Desde Esquel continuamos al Bolsón, la famosa “Comarca Andina del paralelo cuarenta y dos”. Tierra de artesanos emplazada en el valle del cordón del Piltriquitrón que significa colgado de las nubes. Así estábamos. Entre los nubarrones de una relación que se iba extinguiendo. Casi no nos hablábamos, cada uno rumiaba sus pensamientos.

Seguimos a Bariloche, territorio que ambos conocíamos. Habíamos viajado de vacaciones con nuestras respectivas familias. Pensé en la influencia que tenía la madre de Horacio sobre su personalidad. La maldije. Nos mantuvimos mudos y patéticos a esa altura del partido.     

Seguimos por el camino de los Siete Lagos a San Martín de los Andes. En medio del esplendor paisajístico de vestigios glaciarios y lagos encajonados en las montañas ya no nos aguantábamos más. Del silencio que nos oprimía culminamos en disputas irreconciliables. Yo porfiada en disfrutar del viaje me sumergía en la búsqueda de libros locales y relatos de guardaparques, guías de turismo y escritores locales. Horacio, ausente de toda ausencia, me ignoraba y se comunicaba con Bahía Blanca para averiguar todo lo relativo a su ingreso universitario.
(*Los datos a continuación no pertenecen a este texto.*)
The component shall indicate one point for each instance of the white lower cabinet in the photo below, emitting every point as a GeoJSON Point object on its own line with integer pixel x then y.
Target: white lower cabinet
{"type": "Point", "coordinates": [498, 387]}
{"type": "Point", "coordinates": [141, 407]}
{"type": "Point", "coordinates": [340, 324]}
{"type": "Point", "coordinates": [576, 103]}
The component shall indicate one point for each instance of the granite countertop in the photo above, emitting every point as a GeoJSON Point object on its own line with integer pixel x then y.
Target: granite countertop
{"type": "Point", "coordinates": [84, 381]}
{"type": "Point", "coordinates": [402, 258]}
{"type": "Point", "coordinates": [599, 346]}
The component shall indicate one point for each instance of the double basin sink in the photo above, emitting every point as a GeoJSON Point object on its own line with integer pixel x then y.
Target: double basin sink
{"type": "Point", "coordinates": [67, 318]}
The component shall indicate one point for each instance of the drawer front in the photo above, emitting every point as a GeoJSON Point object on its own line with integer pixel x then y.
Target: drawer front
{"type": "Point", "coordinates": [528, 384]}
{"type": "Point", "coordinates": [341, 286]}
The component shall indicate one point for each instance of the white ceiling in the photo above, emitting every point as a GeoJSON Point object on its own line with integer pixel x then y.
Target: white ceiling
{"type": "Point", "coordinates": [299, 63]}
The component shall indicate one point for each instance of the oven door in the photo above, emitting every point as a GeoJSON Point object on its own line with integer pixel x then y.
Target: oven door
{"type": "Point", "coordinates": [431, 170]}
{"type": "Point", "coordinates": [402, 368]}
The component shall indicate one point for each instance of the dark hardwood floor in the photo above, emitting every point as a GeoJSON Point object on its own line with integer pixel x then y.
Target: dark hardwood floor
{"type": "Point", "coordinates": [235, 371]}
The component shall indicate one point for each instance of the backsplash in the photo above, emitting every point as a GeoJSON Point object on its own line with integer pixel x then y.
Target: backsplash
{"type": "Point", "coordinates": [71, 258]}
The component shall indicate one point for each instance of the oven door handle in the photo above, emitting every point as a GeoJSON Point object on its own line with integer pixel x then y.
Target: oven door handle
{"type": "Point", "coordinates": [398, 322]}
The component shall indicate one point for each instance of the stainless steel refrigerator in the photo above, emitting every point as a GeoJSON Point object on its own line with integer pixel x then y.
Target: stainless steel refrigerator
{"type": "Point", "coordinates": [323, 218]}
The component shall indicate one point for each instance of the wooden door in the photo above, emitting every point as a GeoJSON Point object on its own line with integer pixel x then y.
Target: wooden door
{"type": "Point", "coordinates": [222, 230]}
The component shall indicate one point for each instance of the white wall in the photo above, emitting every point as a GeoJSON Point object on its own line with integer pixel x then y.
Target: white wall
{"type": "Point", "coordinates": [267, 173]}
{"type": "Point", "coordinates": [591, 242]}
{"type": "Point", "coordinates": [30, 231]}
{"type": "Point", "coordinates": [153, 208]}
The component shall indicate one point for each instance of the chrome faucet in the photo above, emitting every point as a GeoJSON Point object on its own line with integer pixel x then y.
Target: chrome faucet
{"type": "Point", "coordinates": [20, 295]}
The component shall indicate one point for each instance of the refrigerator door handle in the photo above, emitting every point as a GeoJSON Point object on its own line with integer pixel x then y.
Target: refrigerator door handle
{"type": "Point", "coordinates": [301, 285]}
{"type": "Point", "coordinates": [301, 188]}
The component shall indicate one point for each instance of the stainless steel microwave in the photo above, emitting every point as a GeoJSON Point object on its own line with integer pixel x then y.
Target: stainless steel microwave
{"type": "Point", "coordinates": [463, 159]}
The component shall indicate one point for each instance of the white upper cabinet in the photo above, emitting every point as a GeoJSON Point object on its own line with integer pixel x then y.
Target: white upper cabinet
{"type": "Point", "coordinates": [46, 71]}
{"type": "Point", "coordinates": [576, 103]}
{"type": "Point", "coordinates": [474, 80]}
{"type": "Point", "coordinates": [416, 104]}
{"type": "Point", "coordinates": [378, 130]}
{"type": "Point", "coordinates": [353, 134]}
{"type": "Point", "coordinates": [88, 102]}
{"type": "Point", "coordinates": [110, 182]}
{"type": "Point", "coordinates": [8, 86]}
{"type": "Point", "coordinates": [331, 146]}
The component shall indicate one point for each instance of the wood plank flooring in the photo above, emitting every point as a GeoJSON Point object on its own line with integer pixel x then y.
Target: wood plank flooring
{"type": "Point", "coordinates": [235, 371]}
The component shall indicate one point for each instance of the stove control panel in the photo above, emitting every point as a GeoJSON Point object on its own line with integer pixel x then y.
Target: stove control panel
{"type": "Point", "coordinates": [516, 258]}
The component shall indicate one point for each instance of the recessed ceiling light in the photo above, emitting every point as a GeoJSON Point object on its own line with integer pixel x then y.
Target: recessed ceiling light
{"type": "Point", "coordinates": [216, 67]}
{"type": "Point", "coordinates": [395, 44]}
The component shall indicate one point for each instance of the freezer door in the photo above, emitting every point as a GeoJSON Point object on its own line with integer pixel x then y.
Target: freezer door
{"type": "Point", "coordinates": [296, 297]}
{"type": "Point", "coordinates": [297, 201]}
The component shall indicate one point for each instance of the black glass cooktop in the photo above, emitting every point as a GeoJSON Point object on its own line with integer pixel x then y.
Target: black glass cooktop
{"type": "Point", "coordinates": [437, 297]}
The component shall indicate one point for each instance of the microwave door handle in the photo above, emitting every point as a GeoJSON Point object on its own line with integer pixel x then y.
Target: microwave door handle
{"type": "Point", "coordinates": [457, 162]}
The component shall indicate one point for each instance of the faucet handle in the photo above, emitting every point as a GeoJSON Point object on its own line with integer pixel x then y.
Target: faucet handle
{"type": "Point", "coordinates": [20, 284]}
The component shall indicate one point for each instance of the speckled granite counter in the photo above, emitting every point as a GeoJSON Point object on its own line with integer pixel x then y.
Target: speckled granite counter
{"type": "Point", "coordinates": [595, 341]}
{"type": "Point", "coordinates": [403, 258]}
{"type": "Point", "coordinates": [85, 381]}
Finalmente, cada uno volvió por su lado. Él se tomó un micro directo a la ciudad. Yo, en cambio, opté por viajar con lentitud por el rosario urbano del valle del río Negro para conocer cada localidad frutícola, muy entusiasmada con los contrastes regionales.  

En marzo decidí estudiar geografía. Lo hice sin duda a raíz del viaje por territorios patagónicos. Ni arquitectura, ni economía. Había encontrado mi vocación. No estaba triste por el fracaso del noviazgo, sino esperanzada en el futuro. Horacio siguió derecho según los dictámenes de su familia. Me enteré por amigos comunes.

Nos hemos cruzado en las calles de Bahía Blanca alguna vez.